After modifying the version, torch is available, but cuda is not available

(MinerU_GPU) C:\Users\tu_ha>python
Python 3.10.14 | packaged by Anaconda, Inc. | (main, May  6 2024, 19:44:50) [MSC v.1916 64 bit (AMD64)] on win32
Type "help", "copyright", "credits" or "license" for more information.
>>> import torch
>>> print(torch.cuda.is_available()) 
False
>>> print(torch.cuda.device_count())
0
>>> print(torch.version.cuda) 
None
myhloli commented 1 month ago

torch 2.3.1 is our support latest version. please use

pip install torch==2.3.1 torchvision==0.18.1 --index-url https://download.pytorch.org/whl/cu118

install torch with cuda.

tuhang commented 1 month ago

Is it necessary to downgrade CUDA to 118?

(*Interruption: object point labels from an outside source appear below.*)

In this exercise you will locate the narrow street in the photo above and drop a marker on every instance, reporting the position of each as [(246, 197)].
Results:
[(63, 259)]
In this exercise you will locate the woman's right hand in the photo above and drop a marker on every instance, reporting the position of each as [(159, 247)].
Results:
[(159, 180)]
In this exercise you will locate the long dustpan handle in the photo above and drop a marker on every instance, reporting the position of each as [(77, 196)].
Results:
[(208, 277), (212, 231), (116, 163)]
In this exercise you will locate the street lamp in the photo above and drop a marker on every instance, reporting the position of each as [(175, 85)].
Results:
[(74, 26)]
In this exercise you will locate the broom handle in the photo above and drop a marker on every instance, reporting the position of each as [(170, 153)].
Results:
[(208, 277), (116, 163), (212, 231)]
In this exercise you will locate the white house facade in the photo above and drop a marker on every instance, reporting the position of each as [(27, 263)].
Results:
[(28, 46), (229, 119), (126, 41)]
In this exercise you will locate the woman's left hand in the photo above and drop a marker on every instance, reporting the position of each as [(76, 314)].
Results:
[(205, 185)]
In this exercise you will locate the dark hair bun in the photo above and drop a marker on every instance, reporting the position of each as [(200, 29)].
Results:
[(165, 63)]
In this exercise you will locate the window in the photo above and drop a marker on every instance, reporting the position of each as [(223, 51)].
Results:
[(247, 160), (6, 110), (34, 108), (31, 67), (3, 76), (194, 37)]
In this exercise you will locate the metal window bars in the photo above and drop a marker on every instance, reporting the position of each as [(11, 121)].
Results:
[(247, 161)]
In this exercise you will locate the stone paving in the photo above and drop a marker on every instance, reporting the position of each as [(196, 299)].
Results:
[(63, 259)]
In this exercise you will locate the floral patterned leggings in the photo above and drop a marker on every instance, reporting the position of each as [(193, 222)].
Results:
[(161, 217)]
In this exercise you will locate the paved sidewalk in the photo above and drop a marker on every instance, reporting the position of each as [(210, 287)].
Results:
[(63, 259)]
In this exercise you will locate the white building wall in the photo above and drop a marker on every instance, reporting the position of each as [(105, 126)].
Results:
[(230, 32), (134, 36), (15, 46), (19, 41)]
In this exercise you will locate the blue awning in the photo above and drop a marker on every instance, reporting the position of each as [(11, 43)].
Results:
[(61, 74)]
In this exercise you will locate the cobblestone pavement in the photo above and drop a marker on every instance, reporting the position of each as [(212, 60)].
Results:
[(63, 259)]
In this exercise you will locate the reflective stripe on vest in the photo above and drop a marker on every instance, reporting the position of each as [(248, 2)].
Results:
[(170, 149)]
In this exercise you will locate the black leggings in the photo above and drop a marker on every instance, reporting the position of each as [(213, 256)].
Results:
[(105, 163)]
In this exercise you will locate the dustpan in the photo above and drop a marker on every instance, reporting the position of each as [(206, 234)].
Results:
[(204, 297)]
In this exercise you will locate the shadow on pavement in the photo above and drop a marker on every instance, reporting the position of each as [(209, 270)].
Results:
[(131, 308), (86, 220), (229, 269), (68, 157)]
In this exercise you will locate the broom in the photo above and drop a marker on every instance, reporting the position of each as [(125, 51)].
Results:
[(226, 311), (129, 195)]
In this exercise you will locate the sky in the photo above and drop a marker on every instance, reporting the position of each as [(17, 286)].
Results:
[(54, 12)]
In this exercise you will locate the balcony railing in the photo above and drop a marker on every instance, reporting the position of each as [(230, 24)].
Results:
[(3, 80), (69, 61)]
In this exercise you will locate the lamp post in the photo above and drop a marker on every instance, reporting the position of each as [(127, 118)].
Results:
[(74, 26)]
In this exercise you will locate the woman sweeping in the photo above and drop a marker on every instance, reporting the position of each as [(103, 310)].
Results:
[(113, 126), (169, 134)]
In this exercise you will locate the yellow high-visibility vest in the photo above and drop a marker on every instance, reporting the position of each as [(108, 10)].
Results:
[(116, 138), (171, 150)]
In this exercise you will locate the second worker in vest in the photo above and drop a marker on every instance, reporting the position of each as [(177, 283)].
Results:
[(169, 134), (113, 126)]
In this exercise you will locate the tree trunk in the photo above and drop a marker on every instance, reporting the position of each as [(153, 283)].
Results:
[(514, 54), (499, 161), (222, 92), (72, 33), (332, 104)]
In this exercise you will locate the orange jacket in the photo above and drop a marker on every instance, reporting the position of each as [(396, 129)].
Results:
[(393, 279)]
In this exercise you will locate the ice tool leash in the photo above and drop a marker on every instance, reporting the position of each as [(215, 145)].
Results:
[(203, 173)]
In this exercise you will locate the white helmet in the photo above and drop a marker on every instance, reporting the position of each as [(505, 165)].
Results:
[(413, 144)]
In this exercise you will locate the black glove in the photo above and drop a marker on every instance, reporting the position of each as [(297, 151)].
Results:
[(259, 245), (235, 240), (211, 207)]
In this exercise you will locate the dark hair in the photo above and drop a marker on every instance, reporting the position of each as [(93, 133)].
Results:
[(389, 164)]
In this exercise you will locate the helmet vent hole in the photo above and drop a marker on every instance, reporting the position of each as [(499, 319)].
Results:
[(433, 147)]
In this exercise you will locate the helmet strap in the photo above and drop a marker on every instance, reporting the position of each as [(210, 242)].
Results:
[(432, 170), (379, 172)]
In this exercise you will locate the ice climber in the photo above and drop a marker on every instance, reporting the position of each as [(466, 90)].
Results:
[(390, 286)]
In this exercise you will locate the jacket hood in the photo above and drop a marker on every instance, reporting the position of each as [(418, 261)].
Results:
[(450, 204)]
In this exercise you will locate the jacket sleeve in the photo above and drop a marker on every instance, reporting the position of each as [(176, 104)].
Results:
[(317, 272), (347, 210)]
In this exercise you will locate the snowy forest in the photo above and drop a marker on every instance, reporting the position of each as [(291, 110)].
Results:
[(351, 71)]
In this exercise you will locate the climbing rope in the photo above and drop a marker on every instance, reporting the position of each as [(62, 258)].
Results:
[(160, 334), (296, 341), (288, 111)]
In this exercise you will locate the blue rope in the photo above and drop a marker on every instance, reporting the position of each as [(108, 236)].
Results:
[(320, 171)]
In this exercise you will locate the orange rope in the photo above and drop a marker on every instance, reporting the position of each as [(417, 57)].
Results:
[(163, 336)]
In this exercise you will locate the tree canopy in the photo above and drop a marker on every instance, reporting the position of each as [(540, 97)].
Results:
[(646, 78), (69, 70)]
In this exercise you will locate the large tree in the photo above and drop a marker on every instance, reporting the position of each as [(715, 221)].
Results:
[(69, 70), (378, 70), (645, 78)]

myhloli commented 1 month ago

Is it necessary to downgrade CUDA to 118?

If you want to use cuda accelerate both pytorch and paddlepaddle,cu11.8 is the only choice on windows. I test on Ubuntu22.04 use torch with cu12 and paddlepaddle with cu11 work well,but on windows they must use same version of cuda.

tuhang commented 1 month ago

After I adjusted to the following dependencies, the GPU was available, and its efficiency was much higher than that of the CPU.

torch                     2.3.1+cu118
torchtext                 0.18.0
torchvision               0.18.1+cu118

It took me six hours one night to complete conda clone, conda and pip install, 2.3.1+cpu (the pitfall of torch for CPU), and I experienced all the pitfalls of cuda version dependencies. The conclusion is that the dependencies must be installed in accordance with the requirements of the readme. Thank you for replying so late.